The Fifty Worlds: DM Information

Tsing

I haven't written this up yet.

In case your players arrive here anyway, wing it, using the following as guidelines.

Tsing is a world where nothing has changed in the last several thousand years. Its rulers, the Orange Order, make sure of that.

Tsing is vaguely based on Mandarin China, and even more vaguely based on Northern Ireland. If you don't feel comfortable about taking the piss out of other cultures, even cultures which so manifestly deserve it, don't let your players reach Tsing.

The rulers of Tsing believe in the Four Pillars of Wisdom: Inscrutability, Incomprehensibility and Paradox. Anyone counting on his fingers at this point is considered an inferior person.

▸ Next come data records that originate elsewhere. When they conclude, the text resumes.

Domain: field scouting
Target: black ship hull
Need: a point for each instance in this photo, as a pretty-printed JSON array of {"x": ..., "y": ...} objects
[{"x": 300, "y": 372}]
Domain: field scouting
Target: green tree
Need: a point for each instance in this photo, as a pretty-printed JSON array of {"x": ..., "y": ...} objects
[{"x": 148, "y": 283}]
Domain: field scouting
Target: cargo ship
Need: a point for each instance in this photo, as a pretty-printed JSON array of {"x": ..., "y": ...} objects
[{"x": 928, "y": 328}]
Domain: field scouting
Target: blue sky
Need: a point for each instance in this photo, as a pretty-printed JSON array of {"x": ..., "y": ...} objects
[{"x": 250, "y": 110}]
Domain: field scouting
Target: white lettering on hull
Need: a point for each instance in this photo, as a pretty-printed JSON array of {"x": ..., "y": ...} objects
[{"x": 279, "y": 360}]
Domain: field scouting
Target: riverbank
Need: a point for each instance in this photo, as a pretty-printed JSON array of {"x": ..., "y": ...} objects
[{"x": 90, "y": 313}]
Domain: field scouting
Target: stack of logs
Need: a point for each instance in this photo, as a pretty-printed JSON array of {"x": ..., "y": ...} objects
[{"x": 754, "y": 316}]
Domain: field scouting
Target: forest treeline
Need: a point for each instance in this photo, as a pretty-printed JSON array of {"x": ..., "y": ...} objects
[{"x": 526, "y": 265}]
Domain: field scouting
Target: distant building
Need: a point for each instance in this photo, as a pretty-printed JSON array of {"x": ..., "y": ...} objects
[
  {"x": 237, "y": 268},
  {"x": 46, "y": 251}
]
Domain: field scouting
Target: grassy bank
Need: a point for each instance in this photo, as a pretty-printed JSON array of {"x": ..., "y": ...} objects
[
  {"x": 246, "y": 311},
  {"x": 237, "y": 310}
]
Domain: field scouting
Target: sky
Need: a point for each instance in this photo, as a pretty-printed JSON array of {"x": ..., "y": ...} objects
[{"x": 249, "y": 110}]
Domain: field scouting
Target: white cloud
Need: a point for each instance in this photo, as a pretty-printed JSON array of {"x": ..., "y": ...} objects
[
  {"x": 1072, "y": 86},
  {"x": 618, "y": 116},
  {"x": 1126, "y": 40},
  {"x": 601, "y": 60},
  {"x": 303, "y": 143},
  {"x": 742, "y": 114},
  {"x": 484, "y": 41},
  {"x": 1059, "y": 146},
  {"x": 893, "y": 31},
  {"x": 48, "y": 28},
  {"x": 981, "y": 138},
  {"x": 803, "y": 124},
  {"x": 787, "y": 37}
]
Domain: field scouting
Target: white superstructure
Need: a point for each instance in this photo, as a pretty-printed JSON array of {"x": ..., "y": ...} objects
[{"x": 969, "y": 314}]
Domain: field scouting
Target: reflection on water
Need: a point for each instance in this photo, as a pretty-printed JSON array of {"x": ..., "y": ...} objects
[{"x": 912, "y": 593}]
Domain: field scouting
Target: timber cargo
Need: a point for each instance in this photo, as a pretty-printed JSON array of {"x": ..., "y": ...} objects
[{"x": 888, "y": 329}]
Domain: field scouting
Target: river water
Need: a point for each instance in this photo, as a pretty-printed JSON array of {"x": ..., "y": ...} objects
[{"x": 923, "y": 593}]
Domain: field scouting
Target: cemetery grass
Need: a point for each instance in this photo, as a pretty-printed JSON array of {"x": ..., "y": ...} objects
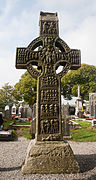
[{"x": 84, "y": 134}]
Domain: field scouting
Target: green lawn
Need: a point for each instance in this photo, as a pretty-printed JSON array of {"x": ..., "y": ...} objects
[
  {"x": 24, "y": 132},
  {"x": 85, "y": 133}
]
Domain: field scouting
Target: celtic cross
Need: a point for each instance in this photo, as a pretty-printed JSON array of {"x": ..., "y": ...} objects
[{"x": 48, "y": 52}]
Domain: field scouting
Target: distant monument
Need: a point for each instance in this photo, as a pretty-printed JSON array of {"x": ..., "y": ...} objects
[
  {"x": 49, "y": 154},
  {"x": 78, "y": 103}
]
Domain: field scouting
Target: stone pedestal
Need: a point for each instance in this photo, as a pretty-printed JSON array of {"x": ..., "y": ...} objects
[{"x": 50, "y": 157}]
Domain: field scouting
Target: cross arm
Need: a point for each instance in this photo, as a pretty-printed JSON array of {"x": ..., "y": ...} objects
[
  {"x": 24, "y": 57},
  {"x": 71, "y": 60}
]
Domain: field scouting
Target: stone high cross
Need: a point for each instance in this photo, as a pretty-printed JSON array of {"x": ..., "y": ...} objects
[{"x": 48, "y": 52}]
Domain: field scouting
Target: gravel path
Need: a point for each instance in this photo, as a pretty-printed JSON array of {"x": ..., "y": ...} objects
[{"x": 12, "y": 155}]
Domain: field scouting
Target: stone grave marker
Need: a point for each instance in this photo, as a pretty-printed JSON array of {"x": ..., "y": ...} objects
[{"x": 49, "y": 154}]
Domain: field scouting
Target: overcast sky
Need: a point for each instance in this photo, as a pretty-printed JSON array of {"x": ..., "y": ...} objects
[{"x": 19, "y": 25}]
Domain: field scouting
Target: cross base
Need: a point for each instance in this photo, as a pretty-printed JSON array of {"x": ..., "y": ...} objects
[{"x": 50, "y": 158}]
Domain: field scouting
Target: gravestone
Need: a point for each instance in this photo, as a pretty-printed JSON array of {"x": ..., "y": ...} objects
[
  {"x": 78, "y": 103},
  {"x": 48, "y": 154}
]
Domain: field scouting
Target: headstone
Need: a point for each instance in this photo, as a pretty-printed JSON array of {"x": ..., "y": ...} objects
[
  {"x": 78, "y": 103},
  {"x": 49, "y": 154}
]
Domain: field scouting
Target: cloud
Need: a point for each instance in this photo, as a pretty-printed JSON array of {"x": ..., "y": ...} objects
[{"x": 84, "y": 38}]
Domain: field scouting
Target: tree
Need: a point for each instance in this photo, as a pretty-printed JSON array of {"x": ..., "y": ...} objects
[
  {"x": 85, "y": 76},
  {"x": 26, "y": 89},
  {"x": 6, "y": 95}
]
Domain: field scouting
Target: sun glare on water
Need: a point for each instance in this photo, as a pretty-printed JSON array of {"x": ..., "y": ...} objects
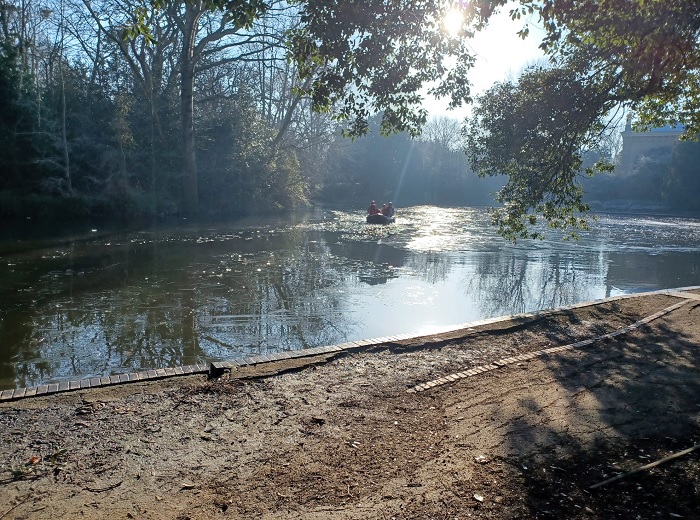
[{"x": 452, "y": 23}]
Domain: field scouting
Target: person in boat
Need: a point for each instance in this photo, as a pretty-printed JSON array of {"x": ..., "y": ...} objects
[{"x": 388, "y": 210}]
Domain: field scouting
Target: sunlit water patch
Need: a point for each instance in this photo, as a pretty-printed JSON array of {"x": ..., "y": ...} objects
[{"x": 99, "y": 304}]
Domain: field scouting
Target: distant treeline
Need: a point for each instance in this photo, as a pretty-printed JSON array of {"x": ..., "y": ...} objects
[
  {"x": 661, "y": 180},
  {"x": 94, "y": 125}
]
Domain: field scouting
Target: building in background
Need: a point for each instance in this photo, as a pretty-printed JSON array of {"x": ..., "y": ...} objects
[{"x": 635, "y": 145}]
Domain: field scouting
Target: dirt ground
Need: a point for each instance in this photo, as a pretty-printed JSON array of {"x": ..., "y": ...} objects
[{"x": 342, "y": 438}]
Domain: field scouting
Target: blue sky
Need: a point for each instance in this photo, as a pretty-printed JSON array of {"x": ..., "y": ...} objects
[{"x": 500, "y": 53}]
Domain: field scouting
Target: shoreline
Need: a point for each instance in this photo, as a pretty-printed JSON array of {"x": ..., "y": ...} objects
[
  {"x": 216, "y": 369},
  {"x": 342, "y": 436}
]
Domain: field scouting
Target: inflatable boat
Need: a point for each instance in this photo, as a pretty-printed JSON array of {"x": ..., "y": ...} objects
[{"x": 380, "y": 219}]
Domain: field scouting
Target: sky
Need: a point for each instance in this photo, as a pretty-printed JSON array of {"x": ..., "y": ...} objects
[{"x": 500, "y": 53}]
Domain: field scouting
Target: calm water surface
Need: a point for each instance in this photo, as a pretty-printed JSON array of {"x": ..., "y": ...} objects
[{"x": 100, "y": 304}]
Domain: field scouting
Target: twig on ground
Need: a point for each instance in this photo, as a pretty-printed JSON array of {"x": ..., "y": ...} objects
[
  {"x": 108, "y": 488},
  {"x": 645, "y": 467}
]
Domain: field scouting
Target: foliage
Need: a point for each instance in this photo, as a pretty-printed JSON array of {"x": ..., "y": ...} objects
[
  {"x": 364, "y": 57},
  {"x": 533, "y": 132},
  {"x": 18, "y": 138},
  {"x": 642, "y": 54}
]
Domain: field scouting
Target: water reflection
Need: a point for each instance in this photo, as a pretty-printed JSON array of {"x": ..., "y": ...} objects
[{"x": 94, "y": 305}]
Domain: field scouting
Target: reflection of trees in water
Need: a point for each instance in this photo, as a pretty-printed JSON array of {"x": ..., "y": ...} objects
[
  {"x": 373, "y": 263},
  {"x": 672, "y": 269},
  {"x": 513, "y": 284},
  {"x": 295, "y": 304},
  {"x": 96, "y": 310}
]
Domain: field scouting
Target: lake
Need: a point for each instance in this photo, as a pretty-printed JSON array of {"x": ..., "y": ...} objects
[{"x": 96, "y": 302}]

Many other people are inferior:

  • anyone who says what he means is considered an inferior person. Making one's meaning clear is neither inscrutable nor incomprehensible;
  • anyone who believes in the Gods is considered an inferior person. The Gods exist, and are powerful, so anyone openly believing in them is neither inscrutable nor paradoxical;
  • anyone who openly acts in his own best interests is considered an inferior person. Acting in one's own best interests is neither incomprehensible nor paradoxical. The Orange Order do not act in their own best interests, nor even in the best interests of the world they rule;
  • anyone from another world is automatically considered an inferior person. While it would be polite to wait and see before judging anyone, and then to judge each individual on his or her merits, politeness and tolerance are neither inscrutable, incomprehensible nor paradoxical, so the people of Tsing do not practise them.

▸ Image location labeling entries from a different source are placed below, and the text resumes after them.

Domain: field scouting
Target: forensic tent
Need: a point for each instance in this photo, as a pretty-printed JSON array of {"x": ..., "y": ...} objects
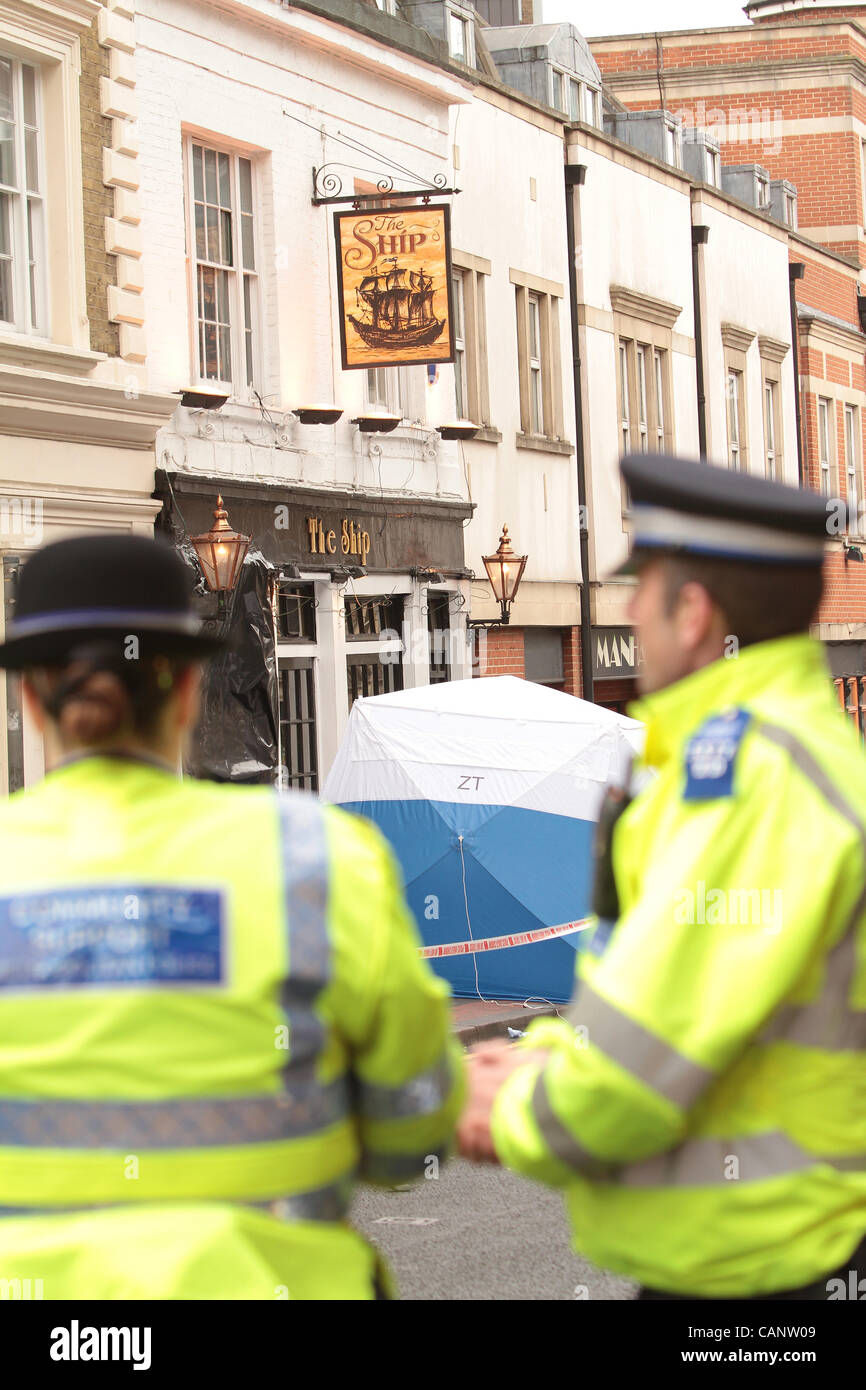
[{"x": 488, "y": 791}]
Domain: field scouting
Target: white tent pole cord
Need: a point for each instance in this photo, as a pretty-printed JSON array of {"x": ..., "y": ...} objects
[{"x": 470, "y": 925}]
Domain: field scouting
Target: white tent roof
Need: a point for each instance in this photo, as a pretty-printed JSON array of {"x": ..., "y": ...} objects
[{"x": 491, "y": 741}]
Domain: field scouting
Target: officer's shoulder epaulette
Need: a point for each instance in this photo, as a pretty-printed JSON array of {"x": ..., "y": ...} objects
[{"x": 711, "y": 755}]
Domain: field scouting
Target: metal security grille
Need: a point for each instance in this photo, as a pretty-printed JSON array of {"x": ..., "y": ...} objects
[
  {"x": 14, "y": 715},
  {"x": 371, "y": 617},
  {"x": 298, "y": 723},
  {"x": 295, "y": 613},
  {"x": 438, "y": 631},
  {"x": 373, "y": 676}
]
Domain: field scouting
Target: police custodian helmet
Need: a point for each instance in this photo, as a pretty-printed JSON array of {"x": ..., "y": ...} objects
[
  {"x": 687, "y": 508},
  {"x": 103, "y": 588}
]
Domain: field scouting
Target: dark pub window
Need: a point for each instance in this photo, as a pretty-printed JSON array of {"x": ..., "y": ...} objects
[
  {"x": 295, "y": 613},
  {"x": 438, "y": 633},
  {"x": 367, "y": 619},
  {"x": 298, "y": 723},
  {"x": 370, "y": 617}
]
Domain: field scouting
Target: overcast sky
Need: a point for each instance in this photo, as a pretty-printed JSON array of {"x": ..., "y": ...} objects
[{"x": 644, "y": 15}]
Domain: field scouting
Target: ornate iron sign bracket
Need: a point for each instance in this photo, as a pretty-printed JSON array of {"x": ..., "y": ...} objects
[{"x": 328, "y": 188}]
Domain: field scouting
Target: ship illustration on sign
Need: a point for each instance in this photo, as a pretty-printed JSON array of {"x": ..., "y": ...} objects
[{"x": 396, "y": 314}]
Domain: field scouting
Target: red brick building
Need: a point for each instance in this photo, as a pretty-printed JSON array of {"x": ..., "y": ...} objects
[{"x": 787, "y": 92}]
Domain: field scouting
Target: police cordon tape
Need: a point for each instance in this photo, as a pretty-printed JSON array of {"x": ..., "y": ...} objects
[{"x": 520, "y": 938}]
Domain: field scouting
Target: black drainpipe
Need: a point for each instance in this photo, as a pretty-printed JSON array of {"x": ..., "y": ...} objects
[
  {"x": 574, "y": 177},
  {"x": 795, "y": 271},
  {"x": 699, "y": 238}
]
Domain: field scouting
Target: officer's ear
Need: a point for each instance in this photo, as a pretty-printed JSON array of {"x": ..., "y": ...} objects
[
  {"x": 32, "y": 704},
  {"x": 698, "y": 619},
  {"x": 186, "y": 695}
]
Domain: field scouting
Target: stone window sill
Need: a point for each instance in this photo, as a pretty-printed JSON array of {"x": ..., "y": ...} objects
[{"x": 544, "y": 445}]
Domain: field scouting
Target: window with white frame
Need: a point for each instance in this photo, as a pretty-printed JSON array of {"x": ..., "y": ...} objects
[
  {"x": 672, "y": 145},
  {"x": 852, "y": 459},
  {"x": 642, "y": 395},
  {"x": 734, "y": 417},
  {"x": 642, "y": 416},
  {"x": 538, "y": 359},
  {"x": 22, "y": 270},
  {"x": 460, "y": 35},
  {"x": 659, "y": 364},
  {"x": 471, "y": 389},
  {"x": 385, "y": 389},
  {"x": 221, "y": 195},
  {"x": 769, "y": 426},
  {"x": 535, "y": 366},
  {"x": 459, "y": 344},
  {"x": 823, "y": 445}
]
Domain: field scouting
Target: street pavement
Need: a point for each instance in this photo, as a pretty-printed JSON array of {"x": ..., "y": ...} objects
[{"x": 478, "y": 1232}]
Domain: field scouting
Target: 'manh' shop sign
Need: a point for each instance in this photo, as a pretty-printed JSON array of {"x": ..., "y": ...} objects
[
  {"x": 615, "y": 652},
  {"x": 394, "y": 287}
]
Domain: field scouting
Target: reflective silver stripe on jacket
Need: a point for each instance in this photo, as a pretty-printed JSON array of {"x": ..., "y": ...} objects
[
  {"x": 706, "y": 1162},
  {"x": 424, "y": 1094},
  {"x": 323, "y": 1204},
  {"x": 637, "y": 1050},
  {"x": 129, "y": 1126},
  {"x": 560, "y": 1140},
  {"x": 305, "y": 869},
  {"x": 827, "y": 1022}
]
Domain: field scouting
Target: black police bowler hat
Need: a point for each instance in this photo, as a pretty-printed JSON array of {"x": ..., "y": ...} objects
[
  {"x": 690, "y": 506},
  {"x": 103, "y": 588}
]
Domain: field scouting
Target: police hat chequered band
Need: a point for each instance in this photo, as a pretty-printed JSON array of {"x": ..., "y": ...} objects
[{"x": 662, "y": 527}]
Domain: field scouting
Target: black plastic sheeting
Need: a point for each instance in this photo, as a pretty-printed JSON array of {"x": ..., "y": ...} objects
[{"x": 237, "y": 736}]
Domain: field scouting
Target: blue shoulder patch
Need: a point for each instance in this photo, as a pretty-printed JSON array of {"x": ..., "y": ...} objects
[
  {"x": 711, "y": 755},
  {"x": 599, "y": 936},
  {"x": 113, "y": 934}
]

    The people of Tsing behave in ways which even they don't understand. There may, thousands of years ago, have been reasons for their actions, but these reasons have been lost.

    The language of Tsing is easy enough to understand. It is the thought processes of its people which are incomprehensible. No-one from another world has ever held a successful conversation (in which real, useful information was exchanged) with a person from Tsing.

    Tsing has its own holy book, the Book of Nonsense. Since no-one on Tsing practises any religion, the principle of paradox makes the existence of a holy book a logical necessity. People quote from it, often at great length, to demonstrate their lack of belief. It is, of course, completely incomprehensible, even to the people quoting from it.

    Using ESP or other mind-reading magic on a person from Tsing does not work and results in a serious headache for the would-be mind-reader.

    The people of Tsing are numerous. Anyone getting annoyed and violent because the locals keep talking gibberish will soon be outnumbered and in serious trouble.